Tie-up to spread risks: Valia

Written by MG Arun | Vaishnavi Bala | Mumbai | Updated: Oct 27 2012, 08:14am hrs
Alliances in the Indian telecom space have thrown in many a surprise, and Telenor's announcement on Friday to partner Sudhir Valia's Lakshdeep Investments & Finance is another.

Valia, 56, a chartered accountant and director on the board of Mumbai-based Sun Pharma, has had very little to do with telecom, just as his brother-in-law and Sun promoter Dilip Shanghvi. However, Valia, who has had a two-decade stint with Sun, has pursued other business interests in his personal capacity, including real estate.

Valia will now hold 26% stake in Telewings, the JV with Telenor, which had earlier roped in realty company Unitech in 2009 as partner before relations turned sour.

This is a way of spreading risk, we do not want to put all eggs in one basket, Valia told FE. Asked why the pharma business should be risky, since generic drug sales have been growing consistently overseas and in India, Valia said, We already have other investments in our personal capacity. He said in real estate business, his company has several projects in Mumbai, although it is not into project execution. Telecom is high risk, but that brings in high bargain power too, he added.

The new company has just been named, and the registration process is on. I have put in just around R1 lakh, said Valia. When asked about the high stakes involved in the business as it goes to the spectrum auction stage, he said, This is a complex process. When they (Telenor) complete their actions (with Unitech), it may or may not bring in liabilities. I can't put a figure, things will be quite dynamic.

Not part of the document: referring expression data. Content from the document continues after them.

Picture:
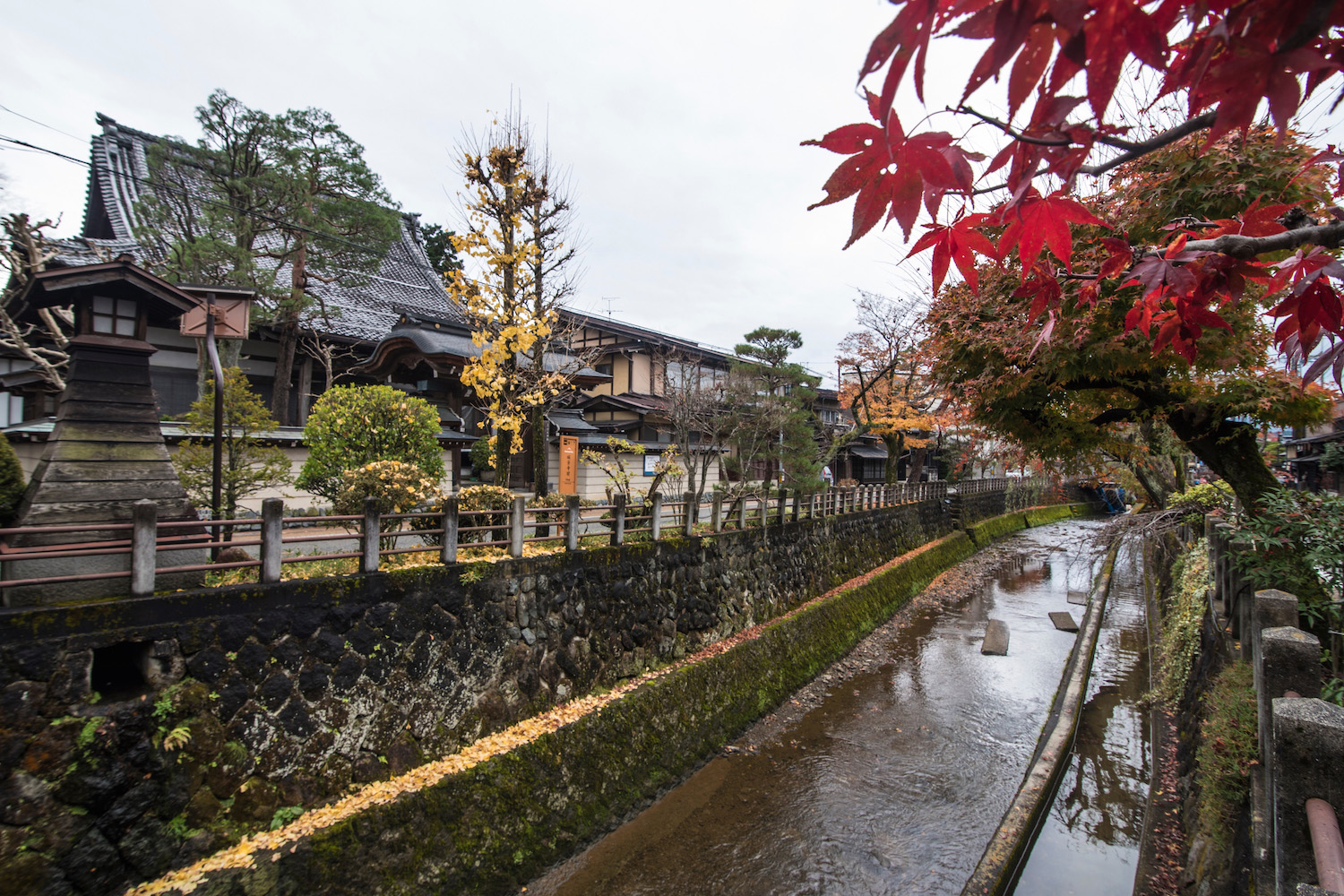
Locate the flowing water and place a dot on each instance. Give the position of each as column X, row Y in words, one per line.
column 897, row 780
column 1089, row 842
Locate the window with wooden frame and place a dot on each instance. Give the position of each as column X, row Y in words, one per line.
column 115, row 316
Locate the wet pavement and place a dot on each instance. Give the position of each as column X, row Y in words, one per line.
column 890, row 772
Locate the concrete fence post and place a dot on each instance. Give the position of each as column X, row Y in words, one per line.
column 516, row 519
column 572, row 521
column 448, row 549
column 618, row 520
column 368, row 538
column 1308, row 754
column 271, row 538
column 1273, row 608
column 144, row 530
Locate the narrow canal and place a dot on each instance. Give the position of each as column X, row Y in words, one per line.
column 1089, row 842
column 890, row 772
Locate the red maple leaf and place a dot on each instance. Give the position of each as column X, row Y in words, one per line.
column 889, row 168
column 956, row 242
column 1042, row 287
column 1037, row 222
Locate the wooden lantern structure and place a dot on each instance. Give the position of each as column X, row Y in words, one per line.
column 107, row 450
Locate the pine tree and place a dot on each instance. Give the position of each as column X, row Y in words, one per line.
column 249, row 466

Operational acumen isnt essential for a partner in this context, analysts said. The fit seems to be right given that the partner will play a minor role in the operations compared to Unitech, says Srinivas Rao, an analyst with Deutsche Bank. They were looking for someone who would be a partner, but not be involved in operations that much.

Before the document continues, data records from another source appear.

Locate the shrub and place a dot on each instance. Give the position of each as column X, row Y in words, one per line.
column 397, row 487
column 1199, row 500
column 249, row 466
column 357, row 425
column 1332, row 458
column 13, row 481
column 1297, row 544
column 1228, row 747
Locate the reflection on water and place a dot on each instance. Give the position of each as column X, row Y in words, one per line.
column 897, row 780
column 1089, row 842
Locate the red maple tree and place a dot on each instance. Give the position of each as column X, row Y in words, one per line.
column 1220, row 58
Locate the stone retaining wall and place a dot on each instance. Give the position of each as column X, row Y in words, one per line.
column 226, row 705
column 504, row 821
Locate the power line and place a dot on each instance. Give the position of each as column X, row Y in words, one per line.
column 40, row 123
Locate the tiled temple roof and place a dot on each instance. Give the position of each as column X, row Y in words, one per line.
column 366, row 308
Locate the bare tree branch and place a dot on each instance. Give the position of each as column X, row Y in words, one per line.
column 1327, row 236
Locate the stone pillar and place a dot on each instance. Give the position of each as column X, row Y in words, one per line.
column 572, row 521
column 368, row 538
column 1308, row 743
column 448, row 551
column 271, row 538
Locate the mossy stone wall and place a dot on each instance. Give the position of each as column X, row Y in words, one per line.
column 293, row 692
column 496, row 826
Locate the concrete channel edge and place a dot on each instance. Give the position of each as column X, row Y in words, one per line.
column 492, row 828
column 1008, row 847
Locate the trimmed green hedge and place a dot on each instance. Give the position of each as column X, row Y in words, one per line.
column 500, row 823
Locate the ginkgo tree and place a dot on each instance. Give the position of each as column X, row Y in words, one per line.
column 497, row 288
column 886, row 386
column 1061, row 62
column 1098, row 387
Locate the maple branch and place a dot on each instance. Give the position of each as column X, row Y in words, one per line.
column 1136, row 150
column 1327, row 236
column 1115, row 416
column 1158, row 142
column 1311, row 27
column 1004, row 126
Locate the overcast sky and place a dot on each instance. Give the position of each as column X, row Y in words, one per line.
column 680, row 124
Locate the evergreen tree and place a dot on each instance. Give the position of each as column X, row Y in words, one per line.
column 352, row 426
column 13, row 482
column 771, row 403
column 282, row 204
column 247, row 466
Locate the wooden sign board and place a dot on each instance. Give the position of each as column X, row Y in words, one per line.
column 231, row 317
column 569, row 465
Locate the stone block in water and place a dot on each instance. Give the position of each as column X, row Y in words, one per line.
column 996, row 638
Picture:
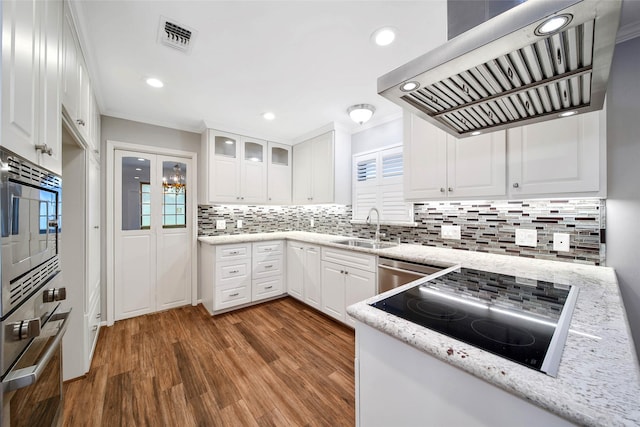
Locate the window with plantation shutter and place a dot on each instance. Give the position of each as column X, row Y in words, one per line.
column 377, row 182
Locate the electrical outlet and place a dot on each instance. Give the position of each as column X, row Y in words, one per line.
column 561, row 242
column 450, row 232
column 526, row 237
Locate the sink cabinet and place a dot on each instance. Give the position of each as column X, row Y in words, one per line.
column 347, row 277
column 303, row 273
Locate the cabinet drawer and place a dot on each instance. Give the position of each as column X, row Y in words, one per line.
column 233, row 270
column 350, row 259
column 268, row 267
column 266, row 288
column 233, row 252
column 231, row 297
column 261, row 249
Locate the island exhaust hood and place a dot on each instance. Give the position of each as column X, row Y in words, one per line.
column 510, row 70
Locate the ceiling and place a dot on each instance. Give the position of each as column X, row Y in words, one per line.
column 305, row 61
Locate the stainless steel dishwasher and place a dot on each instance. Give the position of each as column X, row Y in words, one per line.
column 393, row 273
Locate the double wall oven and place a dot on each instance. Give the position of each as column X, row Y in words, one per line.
column 31, row 327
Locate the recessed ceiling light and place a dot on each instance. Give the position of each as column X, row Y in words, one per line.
column 553, row 24
column 384, row 36
column 409, row 86
column 153, row 82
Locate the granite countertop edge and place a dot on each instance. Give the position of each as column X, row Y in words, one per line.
column 598, row 382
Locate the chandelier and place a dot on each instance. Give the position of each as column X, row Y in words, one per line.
column 176, row 182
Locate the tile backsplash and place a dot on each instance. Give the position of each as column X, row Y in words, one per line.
column 485, row 226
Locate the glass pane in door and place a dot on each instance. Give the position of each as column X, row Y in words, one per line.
column 136, row 195
column 174, row 191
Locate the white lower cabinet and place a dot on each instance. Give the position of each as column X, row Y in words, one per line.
column 346, row 278
column 239, row 274
column 303, row 273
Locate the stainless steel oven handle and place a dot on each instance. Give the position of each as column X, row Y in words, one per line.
column 401, row 270
column 24, row 377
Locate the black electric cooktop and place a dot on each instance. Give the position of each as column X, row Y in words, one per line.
column 509, row 316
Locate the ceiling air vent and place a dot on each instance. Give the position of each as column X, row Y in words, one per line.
column 175, row 35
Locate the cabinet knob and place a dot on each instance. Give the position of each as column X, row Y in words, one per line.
column 25, row 329
column 44, row 149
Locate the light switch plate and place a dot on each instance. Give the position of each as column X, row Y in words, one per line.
column 561, row 242
column 450, row 232
column 525, row 237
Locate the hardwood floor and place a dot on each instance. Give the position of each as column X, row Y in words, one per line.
column 276, row 364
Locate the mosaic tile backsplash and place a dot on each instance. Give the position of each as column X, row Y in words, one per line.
column 485, row 226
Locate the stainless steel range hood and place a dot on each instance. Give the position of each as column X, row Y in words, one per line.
column 502, row 73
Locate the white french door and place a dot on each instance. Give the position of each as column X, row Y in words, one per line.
column 153, row 233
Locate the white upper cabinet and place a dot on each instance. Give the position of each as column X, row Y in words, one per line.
column 439, row 166
column 279, row 174
column 322, row 169
column 30, row 71
column 235, row 169
column 559, row 157
column 78, row 100
column 476, row 166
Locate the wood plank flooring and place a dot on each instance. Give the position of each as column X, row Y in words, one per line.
column 280, row 363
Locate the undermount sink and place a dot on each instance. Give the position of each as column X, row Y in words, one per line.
column 364, row 243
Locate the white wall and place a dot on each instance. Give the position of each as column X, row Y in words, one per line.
column 388, row 133
column 623, row 175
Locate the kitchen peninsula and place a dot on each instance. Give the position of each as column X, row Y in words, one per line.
column 598, row 379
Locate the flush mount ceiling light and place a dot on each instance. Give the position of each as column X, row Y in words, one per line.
column 384, row 36
column 553, row 24
column 360, row 113
column 153, row 82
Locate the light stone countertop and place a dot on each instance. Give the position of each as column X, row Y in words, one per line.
column 598, row 381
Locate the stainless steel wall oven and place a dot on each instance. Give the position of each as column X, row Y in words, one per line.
column 31, row 328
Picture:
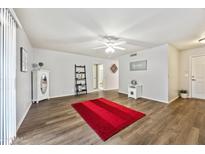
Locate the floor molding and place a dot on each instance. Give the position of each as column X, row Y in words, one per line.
column 23, row 117
column 174, row 99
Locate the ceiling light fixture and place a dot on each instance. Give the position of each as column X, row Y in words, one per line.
column 109, row 50
column 202, row 40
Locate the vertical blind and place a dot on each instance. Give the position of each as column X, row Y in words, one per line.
column 7, row 77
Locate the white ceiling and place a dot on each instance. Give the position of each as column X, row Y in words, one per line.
column 77, row 30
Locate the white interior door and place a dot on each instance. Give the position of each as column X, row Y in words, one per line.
column 95, row 85
column 198, row 77
column 100, row 76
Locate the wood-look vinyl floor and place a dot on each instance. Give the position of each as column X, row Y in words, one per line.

He added: If the government did not have a tab of 74%, then Telenor would have gladly been in the space without the need for a partner.

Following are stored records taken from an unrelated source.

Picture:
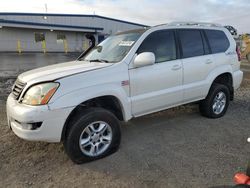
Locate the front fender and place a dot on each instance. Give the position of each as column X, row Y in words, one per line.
column 79, row 96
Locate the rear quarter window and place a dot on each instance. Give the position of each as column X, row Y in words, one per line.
column 191, row 43
column 218, row 41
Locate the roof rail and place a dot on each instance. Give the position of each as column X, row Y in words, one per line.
column 207, row 24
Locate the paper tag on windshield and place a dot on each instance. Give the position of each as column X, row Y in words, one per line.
column 126, row 43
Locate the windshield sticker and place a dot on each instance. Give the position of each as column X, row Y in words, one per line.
column 126, row 43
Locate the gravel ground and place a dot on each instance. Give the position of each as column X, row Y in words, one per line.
column 173, row 148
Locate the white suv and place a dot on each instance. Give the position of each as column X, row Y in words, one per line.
column 130, row 74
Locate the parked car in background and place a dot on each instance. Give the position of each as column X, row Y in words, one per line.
column 128, row 75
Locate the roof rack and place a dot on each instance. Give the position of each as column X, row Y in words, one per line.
column 207, row 24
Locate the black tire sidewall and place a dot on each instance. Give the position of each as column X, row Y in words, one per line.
column 89, row 116
column 218, row 88
column 206, row 106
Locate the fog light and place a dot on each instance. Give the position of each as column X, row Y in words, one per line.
column 31, row 126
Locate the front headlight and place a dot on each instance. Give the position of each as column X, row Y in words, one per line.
column 40, row 94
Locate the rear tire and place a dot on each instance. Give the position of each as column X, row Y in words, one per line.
column 94, row 135
column 216, row 103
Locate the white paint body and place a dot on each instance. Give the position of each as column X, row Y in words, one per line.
column 151, row 88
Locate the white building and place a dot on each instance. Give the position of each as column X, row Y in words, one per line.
column 29, row 32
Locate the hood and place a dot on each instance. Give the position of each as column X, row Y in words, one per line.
column 57, row 71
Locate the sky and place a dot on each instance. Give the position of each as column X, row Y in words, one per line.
column 148, row 12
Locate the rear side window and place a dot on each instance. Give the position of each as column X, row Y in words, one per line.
column 191, row 43
column 217, row 40
column 162, row 44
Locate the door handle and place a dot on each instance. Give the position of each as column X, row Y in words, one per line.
column 209, row 61
column 176, row 67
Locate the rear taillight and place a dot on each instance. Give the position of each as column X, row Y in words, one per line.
column 238, row 53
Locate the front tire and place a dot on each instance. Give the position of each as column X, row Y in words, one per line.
column 216, row 103
column 94, row 135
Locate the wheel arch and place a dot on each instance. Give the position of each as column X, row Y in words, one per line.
column 226, row 79
column 108, row 102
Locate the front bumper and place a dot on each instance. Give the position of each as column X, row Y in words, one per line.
column 52, row 120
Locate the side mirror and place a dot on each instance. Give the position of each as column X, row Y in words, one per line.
column 144, row 59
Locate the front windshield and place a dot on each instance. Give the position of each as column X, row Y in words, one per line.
column 113, row 49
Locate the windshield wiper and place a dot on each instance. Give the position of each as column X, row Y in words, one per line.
column 99, row 60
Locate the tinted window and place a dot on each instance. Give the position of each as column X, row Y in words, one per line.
column 217, row 40
column 205, row 44
column 162, row 44
column 191, row 43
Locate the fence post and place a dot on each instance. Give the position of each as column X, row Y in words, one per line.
column 44, row 46
column 65, row 44
column 19, row 47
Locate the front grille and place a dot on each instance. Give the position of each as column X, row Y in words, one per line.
column 17, row 89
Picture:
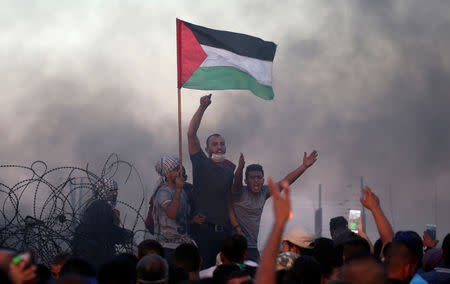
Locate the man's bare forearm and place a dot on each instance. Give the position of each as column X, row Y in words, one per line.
column 266, row 273
column 383, row 225
column 172, row 210
column 295, row 174
column 193, row 141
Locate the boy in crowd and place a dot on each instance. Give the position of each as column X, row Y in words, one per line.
column 248, row 201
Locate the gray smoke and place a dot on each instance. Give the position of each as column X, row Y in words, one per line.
column 364, row 82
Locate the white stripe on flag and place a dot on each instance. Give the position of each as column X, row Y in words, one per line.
column 261, row 70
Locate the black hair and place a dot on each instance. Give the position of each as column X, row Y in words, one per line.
column 147, row 246
column 326, row 254
column 60, row 258
column 211, row 136
column 253, row 167
column 177, row 274
column 234, row 247
column 187, row 256
column 223, row 272
column 354, row 245
column 79, row 266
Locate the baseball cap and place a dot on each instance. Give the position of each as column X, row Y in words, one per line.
column 299, row 237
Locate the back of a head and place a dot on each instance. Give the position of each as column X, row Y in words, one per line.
column 446, row 250
column 304, row 270
column 413, row 241
column 187, row 256
column 325, row 253
column 77, row 266
column 152, row 268
column 363, row 268
column 223, row 272
column 177, row 274
column 150, row 246
column 398, row 256
column 234, row 248
column 119, row 270
column 355, row 245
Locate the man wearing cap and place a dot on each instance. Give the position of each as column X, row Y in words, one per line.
column 339, row 230
column 98, row 232
column 248, row 201
column 298, row 241
column 171, row 207
column 212, row 179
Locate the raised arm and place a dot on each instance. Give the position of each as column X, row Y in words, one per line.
column 237, row 187
column 193, row 141
column 281, row 209
column 172, row 209
column 372, row 202
column 237, row 184
column 308, row 161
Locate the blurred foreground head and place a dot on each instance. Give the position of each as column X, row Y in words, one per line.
column 152, row 269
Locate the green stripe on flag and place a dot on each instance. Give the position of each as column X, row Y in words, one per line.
column 225, row 77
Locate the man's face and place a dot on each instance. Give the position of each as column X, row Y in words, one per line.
column 172, row 175
column 254, row 181
column 216, row 145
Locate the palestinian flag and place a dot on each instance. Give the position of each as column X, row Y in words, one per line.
column 218, row 60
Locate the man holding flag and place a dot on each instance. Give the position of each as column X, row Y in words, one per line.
column 211, row 59
column 212, row 183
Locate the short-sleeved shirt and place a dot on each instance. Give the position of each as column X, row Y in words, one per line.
column 212, row 182
column 248, row 208
column 170, row 232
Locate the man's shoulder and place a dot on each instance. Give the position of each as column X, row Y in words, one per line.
column 198, row 156
column 163, row 191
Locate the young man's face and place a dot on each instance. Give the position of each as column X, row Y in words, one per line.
column 216, row 145
column 254, row 181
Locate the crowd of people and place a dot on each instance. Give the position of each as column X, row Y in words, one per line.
column 207, row 232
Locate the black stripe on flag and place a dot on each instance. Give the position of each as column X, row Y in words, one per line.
column 240, row 44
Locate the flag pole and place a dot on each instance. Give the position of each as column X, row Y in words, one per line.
column 180, row 148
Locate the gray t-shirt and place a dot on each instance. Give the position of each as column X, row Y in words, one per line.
column 170, row 232
column 248, row 209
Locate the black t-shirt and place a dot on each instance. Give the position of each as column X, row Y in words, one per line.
column 212, row 183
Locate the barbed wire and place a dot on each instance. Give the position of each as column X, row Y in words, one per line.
column 41, row 211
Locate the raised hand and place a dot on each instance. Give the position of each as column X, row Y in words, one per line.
column 241, row 163
column 308, row 161
column 179, row 182
column 427, row 241
column 370, row 200
column 281, row 202
column 205, row 101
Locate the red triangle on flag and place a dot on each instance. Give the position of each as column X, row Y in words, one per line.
column 190, row 54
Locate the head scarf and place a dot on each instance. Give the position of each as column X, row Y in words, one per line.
column 164, row 165
column 105, row 189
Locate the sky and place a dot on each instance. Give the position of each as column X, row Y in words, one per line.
column 365, row 83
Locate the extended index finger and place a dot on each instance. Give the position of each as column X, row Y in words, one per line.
column 274, row 191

Valia has been a whole-time director on the Sun Pharma board since February 11, 2005, and had been responsible for finance, commercial, operations, projects and quality control. However, he stepped down from day-to-day activities around a year back, and Uday Baldota, who also heads investor relations and communications, now handles the finance team.

Valia is also director on other group firms like Caraco, Sun's US arm, and Israel's Taro, where Sun holds a majority stake.

Indias cash-rich pharmaceutical entrepreneurs, who have built their businesses on the back of a law that allowed reverse engineering of medicines until 2005, have been investing in diverse businesses for growth. Ajay Piramal, chairman of Piramal Healthcare invested R5,900 crore for a 11% stake in Vodafone India after he sold off his companys domestic formulations business to US firm Abbott Laboratories.